Quienes pasan por delante de él en el Palacio de los Deportes, verán solo a un conserje. Aquel al que acuden si necesitan las llaves de una sala, o al que avisan si una gotera ha creado un charco peligroso en el pasillo. Pero las personas son más que sus apariencias, y Julio Ramilo, custodio de la portería del recinto, esconde una doble faceta. Por las tardes o por las mañanas, cuando se lo permite su horario a turnos, el bedel se encierra en su estudio a pintar y moldear rostros, paisajes y esculturas, en sesiones que pueden alargarse hasta las cinco horas si las ansias, reconoce, le vencen.

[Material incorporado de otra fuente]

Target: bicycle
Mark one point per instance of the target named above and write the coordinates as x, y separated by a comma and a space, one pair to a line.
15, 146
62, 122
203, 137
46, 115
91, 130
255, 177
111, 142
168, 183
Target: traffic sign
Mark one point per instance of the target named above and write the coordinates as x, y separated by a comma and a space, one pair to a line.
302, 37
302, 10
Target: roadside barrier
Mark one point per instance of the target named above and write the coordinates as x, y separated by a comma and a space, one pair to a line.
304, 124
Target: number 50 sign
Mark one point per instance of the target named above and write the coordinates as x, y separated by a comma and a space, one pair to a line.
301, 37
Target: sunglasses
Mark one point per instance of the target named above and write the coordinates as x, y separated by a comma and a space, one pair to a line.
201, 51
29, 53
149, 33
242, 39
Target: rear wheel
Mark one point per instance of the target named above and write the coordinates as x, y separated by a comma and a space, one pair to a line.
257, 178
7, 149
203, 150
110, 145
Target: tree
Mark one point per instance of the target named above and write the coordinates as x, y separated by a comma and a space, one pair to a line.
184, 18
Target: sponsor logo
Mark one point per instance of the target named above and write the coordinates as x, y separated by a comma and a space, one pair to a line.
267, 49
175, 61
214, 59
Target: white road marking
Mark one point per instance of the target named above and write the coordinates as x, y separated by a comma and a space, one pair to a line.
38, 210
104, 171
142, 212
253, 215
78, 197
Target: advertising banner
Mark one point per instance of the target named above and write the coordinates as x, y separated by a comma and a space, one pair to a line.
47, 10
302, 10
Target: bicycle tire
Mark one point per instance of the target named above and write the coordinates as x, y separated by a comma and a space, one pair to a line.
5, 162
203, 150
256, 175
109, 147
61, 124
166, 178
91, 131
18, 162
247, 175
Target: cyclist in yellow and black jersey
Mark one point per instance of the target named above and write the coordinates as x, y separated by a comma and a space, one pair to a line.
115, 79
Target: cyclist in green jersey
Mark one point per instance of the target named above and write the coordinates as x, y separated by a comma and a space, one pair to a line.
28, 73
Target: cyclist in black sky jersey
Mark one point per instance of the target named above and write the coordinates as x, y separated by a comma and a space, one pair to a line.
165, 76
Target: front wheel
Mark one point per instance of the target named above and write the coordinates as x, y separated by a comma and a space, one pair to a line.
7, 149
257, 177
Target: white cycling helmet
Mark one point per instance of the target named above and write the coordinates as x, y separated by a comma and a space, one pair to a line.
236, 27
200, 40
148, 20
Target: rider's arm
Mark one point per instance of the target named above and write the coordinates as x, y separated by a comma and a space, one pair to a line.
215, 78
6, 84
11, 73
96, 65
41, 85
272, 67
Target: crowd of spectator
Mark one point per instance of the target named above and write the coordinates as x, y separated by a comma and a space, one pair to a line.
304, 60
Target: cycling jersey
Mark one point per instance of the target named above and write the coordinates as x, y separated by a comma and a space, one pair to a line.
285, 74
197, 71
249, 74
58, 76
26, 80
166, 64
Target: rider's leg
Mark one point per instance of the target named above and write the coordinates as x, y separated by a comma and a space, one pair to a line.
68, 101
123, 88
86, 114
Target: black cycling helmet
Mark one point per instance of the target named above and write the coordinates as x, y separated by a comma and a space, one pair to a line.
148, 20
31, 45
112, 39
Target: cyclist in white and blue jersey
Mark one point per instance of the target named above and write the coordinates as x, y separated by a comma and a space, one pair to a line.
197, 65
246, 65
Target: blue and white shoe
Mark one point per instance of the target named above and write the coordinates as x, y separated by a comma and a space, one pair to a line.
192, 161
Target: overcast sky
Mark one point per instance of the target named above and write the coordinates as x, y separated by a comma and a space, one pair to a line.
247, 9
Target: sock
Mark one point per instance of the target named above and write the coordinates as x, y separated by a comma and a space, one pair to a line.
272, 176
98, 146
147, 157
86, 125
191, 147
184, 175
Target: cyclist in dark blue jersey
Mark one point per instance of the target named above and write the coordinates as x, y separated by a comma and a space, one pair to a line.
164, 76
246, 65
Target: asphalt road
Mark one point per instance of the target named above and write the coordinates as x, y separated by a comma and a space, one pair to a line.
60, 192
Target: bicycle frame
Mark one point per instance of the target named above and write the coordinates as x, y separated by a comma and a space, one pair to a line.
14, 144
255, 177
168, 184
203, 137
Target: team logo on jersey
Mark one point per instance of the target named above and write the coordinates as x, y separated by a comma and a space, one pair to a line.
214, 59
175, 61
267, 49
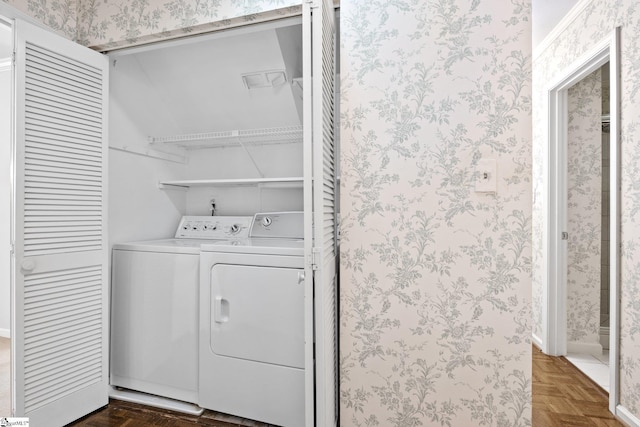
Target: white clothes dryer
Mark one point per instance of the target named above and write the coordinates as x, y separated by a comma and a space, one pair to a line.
154, 311
252, 322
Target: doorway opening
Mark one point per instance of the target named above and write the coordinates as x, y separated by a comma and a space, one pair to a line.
579, 250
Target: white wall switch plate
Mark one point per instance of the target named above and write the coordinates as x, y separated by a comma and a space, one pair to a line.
487, 176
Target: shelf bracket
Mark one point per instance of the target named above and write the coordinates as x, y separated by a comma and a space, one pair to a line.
163, 186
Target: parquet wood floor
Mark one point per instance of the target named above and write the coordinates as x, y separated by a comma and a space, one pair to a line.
125, 414
562, 397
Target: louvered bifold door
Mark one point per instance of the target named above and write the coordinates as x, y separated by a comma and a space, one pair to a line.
60, 255
324, 210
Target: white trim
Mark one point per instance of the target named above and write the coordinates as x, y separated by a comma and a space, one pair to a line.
592, 348
604, 337
615, 167
626, 416
575, 11
554, 249
537, 341
148, 46
155, 401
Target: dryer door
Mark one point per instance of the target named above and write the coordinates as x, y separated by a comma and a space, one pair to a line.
257, 313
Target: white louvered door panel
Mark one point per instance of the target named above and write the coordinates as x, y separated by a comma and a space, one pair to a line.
320, 143
60, 256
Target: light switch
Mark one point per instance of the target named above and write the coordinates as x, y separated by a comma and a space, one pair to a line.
487, 176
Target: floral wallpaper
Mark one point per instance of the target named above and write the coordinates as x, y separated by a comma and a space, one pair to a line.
584, 200
435, 277
59, 15
596, 22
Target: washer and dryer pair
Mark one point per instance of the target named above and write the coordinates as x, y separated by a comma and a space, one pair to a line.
215, 317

Con el tiempo, las obras del coruñés han desbordado las paredes de su hogar en la calle Damas, y se han impuesto en las de otros. "Mi galería es la casa de mis amigos y mi familia. Son los que exponen todo lo que les gusta", cuenta entre risas el pintor. Fue precisamente su círculo íntimo, y no su ambición, lo que le impulsó a salir del anonimato. Con 57 años, Ramilo hace tiempo que desechó "la vida de artista", pero no pudo sortear las insistencias continuas de su hermano mayor. "Me estuvo comiendo el coco para darme a conocer y hacer esta exposición. Es la primera individual y seria que hago", explica el coruñés.

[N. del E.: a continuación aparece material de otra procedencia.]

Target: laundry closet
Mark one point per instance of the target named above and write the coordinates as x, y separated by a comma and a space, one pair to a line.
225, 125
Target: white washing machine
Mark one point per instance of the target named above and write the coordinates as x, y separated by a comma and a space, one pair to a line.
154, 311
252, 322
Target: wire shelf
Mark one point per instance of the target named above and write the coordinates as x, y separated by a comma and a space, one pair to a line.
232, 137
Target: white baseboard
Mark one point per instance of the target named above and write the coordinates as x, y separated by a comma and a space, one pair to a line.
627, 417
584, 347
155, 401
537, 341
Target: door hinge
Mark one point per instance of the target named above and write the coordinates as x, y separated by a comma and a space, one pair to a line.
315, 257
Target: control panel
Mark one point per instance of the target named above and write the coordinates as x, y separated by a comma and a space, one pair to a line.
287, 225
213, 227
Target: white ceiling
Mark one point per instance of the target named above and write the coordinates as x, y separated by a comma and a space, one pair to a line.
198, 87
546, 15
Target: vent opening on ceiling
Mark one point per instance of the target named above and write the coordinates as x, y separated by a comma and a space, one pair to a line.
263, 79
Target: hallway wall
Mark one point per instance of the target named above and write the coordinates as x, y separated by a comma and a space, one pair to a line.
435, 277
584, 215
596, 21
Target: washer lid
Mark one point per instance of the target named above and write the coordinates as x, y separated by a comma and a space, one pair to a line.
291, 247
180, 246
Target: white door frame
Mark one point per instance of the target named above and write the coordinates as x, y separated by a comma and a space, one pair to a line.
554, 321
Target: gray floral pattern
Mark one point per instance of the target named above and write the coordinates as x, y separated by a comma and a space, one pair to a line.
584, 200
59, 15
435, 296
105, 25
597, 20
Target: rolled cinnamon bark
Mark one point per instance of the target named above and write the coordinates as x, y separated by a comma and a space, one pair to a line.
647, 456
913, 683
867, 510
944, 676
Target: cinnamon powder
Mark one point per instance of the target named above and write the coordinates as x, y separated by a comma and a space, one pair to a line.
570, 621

La muestra a la que se refiere es Recunchos, una serie de piezas de sus últimos ocho años como creativo, que inauguró ayer en la Casa Museo María Pita. Cerca de uno estuvo aguardando hasta lograr el permiso para exhibir en el centro, en el que recogerá cuatro esculturas, una decena de óleos y varios trabajos de cerámica hasta el 16 de diciembre. La protagonista de todos ellos es la Ciudad Vieja, el barrio que ha convertido en su lienzo particular. De él ha retratado algunos de sus puntos más pintorescos, los que tenía "más que estudiados", como la plaza de Azcárraga, y otros capturados a pie de calle como As Bárbaras y A Zapateira.

Entre sus adoquines y edificios históricos, se dejan entrever en las pinturas rostros curtidos por el sol y por las calles. Se trata de esas personas que viven al margen de la sociedad pero que, sin embargo, todos reconocen en el barrio. El artista confiesa que tiene algo de pintor de los desamparados, a los que ha dedicado gran parte de su colección. "Me gusta la mirada que suelen tener. Una mirada de tristeza pero limpia, de esa gente que por circunstancias de la vida ha acabado ahí, pero que no es mala", apunta Ramilo.

El estilo con el que los recrea es el blanco y negro, con guiños a la estética de los 80. Es una técnica que ha ido desarrollando a lo largo de los últimos diez años, en los que ha combinado su profesión con cursos de escultura, cerámica y policromía en la Escola Pablo Picasso. Cuenta el coruñés que "compaginar ambas cosas era difícil" y que los demás alumnos le sacaban inevitablemente ventaja. "Trataba de terminar a toda prisa los trabajos, pero me vino bien. Me abrió la cabeza a las ideas de la gente joven cuando yo ya tenía la mente caduca", reflexiona.

El artista reconoce que sus estudios llegaron relativamente tarde, pero que el "gusanillo" siempre estuvo ahí. Lo alimenta desde la infancia, cuando imitaba los dibujos de Disney a los que era aficionado, y también desde la adolescencia, en salidas en las que realizaba apuntes para sus paisajes. Después, sin embargo, llegó la vida, y se acabó el soñar sobre el papel. "Trabajaba y no pude estudiar. Cuando empecé a turnos es cuando me lo propuse", explica el pintor, que siempre tuvo a mano algún tipo de expresión artística.

Además de la pintura, Ramilo fue durante 16 años miembro del Coro de Cántigas da Terra. Como homenaje a aquel tiempo, el coruñés donó ayer a la asociación una escultura realizada en polvo de mármol, en la que una pareja de gallegos se entrega a la danza. La cesión de la pieza formó parte de los actos de apertura de la muestra, a la que el creador fía sus próximas exposiciones. "Haré una conjunta en febrero, en la Casares Quiroga, pero todo depende de si esta gusta. Si veo que no, seguiré llenando las salas de estar de mis amigos", se carcajea.